If the date is a range, it’s italicized to show that it’s broader than a specific date.

(I originally was just going to use Google Docs for this, by the way, and made an initial prototype there. Having to do all the formatting manually got old, though, so I scripted it. Now I can just focus on the content.)

Family sheets update

I’ve got almost all the family sheet functionality ported to Node/JavaScript and cleaned up. (The sparklines code now uses tracks and markers in a way that is much more extensible and easier to work with.) In the process, I also revised the resolution (before, it just keyed off the year, but now it uses the month and day if present as well, so spacing is more accurate), added dotted-line support for date ranges (for birth and death), and added a marker for divorce (a skinny X):

https://cdn.bencrowder.net/blog/2022/07/family-sheet-changes.png

Still have a number of bugs to fix, but it’s getting close.

Tabular pedigrees update

I ported the tabular pedigrees to Node/JavaScript and added support for seven-generation charts:

https://cdn.bencrowder.net/blog/2022/07/tabular-pedigree-7-gen.png

Comparison to the six-generation chart:

https://cdn.bencrowder.net/blog/2022/06/tabular-pedigree.png

The shaded cells, by the way, indicate that I haven’t yet verified those people. Basically a TODO comment for myself.

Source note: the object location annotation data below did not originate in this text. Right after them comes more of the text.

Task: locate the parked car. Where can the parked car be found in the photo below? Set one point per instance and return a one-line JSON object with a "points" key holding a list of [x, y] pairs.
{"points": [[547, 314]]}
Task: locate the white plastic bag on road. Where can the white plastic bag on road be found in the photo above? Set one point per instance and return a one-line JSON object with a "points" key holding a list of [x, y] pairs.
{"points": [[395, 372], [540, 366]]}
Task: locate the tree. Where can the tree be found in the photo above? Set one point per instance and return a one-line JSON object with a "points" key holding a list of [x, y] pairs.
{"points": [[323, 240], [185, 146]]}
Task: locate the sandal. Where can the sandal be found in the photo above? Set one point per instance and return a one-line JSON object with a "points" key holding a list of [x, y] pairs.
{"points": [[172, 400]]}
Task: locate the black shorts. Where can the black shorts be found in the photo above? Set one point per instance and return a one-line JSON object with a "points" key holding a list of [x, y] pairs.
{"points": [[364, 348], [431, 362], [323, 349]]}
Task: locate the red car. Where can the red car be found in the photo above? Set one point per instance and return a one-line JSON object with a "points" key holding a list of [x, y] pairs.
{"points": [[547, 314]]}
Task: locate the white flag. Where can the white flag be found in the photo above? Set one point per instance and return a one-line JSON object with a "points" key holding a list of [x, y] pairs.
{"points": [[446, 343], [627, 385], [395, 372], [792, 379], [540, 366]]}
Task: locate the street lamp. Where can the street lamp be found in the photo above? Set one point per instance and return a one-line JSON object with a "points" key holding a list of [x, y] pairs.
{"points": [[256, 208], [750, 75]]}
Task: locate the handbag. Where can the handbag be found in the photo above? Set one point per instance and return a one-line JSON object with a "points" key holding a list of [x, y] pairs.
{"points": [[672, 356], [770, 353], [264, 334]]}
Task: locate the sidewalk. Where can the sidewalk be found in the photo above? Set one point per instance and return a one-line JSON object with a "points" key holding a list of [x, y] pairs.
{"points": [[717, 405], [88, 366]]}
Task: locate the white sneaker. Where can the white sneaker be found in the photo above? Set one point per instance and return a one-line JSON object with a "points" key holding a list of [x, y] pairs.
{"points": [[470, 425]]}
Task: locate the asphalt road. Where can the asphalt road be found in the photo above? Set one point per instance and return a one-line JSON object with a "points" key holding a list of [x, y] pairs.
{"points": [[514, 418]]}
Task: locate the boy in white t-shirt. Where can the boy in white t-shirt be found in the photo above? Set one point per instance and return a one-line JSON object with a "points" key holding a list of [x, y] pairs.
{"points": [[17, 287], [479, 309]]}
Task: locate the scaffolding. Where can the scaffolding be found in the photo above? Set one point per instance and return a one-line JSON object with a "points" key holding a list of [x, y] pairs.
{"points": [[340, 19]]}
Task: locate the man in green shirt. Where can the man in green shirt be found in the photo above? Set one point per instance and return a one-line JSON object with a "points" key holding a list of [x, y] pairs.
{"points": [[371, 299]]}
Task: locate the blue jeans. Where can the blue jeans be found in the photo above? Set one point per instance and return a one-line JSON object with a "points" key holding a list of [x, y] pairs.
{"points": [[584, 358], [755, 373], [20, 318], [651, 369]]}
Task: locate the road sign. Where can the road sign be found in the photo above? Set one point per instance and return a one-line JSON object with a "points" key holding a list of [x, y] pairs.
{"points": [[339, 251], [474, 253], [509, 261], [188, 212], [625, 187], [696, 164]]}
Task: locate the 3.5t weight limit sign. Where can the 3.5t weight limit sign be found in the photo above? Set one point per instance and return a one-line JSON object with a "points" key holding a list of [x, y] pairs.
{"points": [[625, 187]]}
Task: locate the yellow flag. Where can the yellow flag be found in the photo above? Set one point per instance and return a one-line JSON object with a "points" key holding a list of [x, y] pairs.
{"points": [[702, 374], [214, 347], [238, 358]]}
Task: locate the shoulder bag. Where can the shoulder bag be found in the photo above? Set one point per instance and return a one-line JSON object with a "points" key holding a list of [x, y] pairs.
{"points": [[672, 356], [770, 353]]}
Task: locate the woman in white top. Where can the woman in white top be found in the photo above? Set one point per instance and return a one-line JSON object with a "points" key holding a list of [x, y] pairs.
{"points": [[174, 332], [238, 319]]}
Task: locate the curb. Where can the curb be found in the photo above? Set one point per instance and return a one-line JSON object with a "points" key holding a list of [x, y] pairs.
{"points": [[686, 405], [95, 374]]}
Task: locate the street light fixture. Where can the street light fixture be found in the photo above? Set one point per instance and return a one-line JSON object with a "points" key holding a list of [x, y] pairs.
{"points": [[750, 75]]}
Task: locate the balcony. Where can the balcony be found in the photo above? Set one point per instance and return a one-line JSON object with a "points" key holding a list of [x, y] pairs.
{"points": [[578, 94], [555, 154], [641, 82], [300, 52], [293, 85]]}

Can’t wait till Chrome supports border stroke widths smaller than 1pt.

Quick links

Last and sort of least, I’m slowly putting together a page with quick links to the various Torre de’ Passeri civil registration scans on FamilySearch, to save myself some time. Planning to do this for the other localities I do research in as well.